Know your data 34: the best defense is offense

Numbers Rule Your World 2023-08-22

There really is not much more to say than to print the first sentence of this Bloomberg artcile (link):

Facebook owner Meta Platforms Inc. for years paid a contractor to scrape data from other websites while publicly condemning the practice and suing companies that pulled data from its own social-media platforms.

***

Web scraping is a very strange industry that operates in a shadow. At the end of this post, I hope you'll appreciate why the scrapers are hiding.

Let's trace how data land on websites. I'm going to use an example of baseball statistics in Baseball-Reference.com. Here is how one set of data looks like to human eyes:

The browser does not see it this way. This is what it seems (HTML):

Each line is a row of data and these lines extend far into the right. Here is the next part:

You start to see the numbers embedded among the HTML tags here (49, 27.3, ....)

Not surprisingly, the HTML format is not efficient for storing data. The raw data are stored in databases, and there is a process that extracts the data out of these databases, and transform them to HTML format. The transformation essentially adds formatting to let the browser know how to display the data.

The act of "web scraping" is to grab the HTML-formatted files, then reverse the above process - i.e. strip out the formatting, and reduce the information back to something that looks like an Excel spreadsheet.

***

The mystery is why this reverse process is needed.

What the scraper wants is the original dataset without the formatting. You'd think they can just ask for it directly.

In fact, some websites encourage others to use their data, so they create tools to distribute them. For example, Baseball-Reference.com has a tab called "Share & Export", with these options:

The key point is that all these options place the data directly into the users' hands. There is no scraping, no stripping of tags, etc.

This means that if scraping is necessary, it's usually against the website's wishes. Many websites (apparently including Meta/Facebook) want to "own" their data. These websites typically put up lots of barriers to impede scrapers. The process is not as smooth as the one I described above. For example, they can easily differentiate between a reader browsing the site and a scraper pulling down every page of every table - and they block the latter. They may use a variety of tools to hide the information from the scrapers. (You may have come across some webpages that make it impossible to copy data out of the tables - using Ctrl-C.) They may restrict the number of pages that can be viewed within a time window.

There is a bit of an arms race between scrapers and these data hoarders.

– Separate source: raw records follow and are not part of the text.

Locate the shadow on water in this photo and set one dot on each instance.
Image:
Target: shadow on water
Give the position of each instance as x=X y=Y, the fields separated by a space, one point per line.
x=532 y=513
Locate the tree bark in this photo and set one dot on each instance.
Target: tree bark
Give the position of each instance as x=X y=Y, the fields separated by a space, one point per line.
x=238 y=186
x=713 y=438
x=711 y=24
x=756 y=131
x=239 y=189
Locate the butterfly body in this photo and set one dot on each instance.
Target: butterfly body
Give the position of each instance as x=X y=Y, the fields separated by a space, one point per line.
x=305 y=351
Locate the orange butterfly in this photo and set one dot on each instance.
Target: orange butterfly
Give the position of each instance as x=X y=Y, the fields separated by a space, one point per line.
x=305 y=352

Pretty much all the big tech companies (Meta, Google, Microsoft, LInkedin, Amazon, etc.) don't want scrapers. Twitter was an exception although that is quickly changing. That's why scrapers are operating in a gray area. It may also be seen as rebellious - upholding a belief that data should be free, or that data should be owned by the people who create them.

***

From a technical perspective, data analysts should prefer to take the data directly out of databases, rather than processing scraped files. The reason is that the insertion of formatting is not always a reversible process. Take for example the following excerpt from the table of pitching statistics:

Notice that on line 9 (Chase Anderson), there is a blank space under the column "GmScA." In a proper database, missing values are not blanks but usually represented by symbols like "." or NA. When the data are ingested to the HTML table, those missing indicators are removed and replaced by blanks, which looks better on the browser.

However, the existence of such blank spaces may confuse the scraping tool. As a result, the data might be shifted, as if the blank cell did not exist. It appears easy to spot when I highlight a specific instance like this. But larger datasets may be spread out over dozens if not hundreds of tables, and the missing values can appear anywhere. Another example of an annoying feature of HTML tables is footnote symbols printed next to the data, e.g. 45.6^#. Such formatting is for browser presentation and would not exist in the underlying database.

Other than working around obstacles planted by websites, the back and forth transformation has little value and may introduce impurities.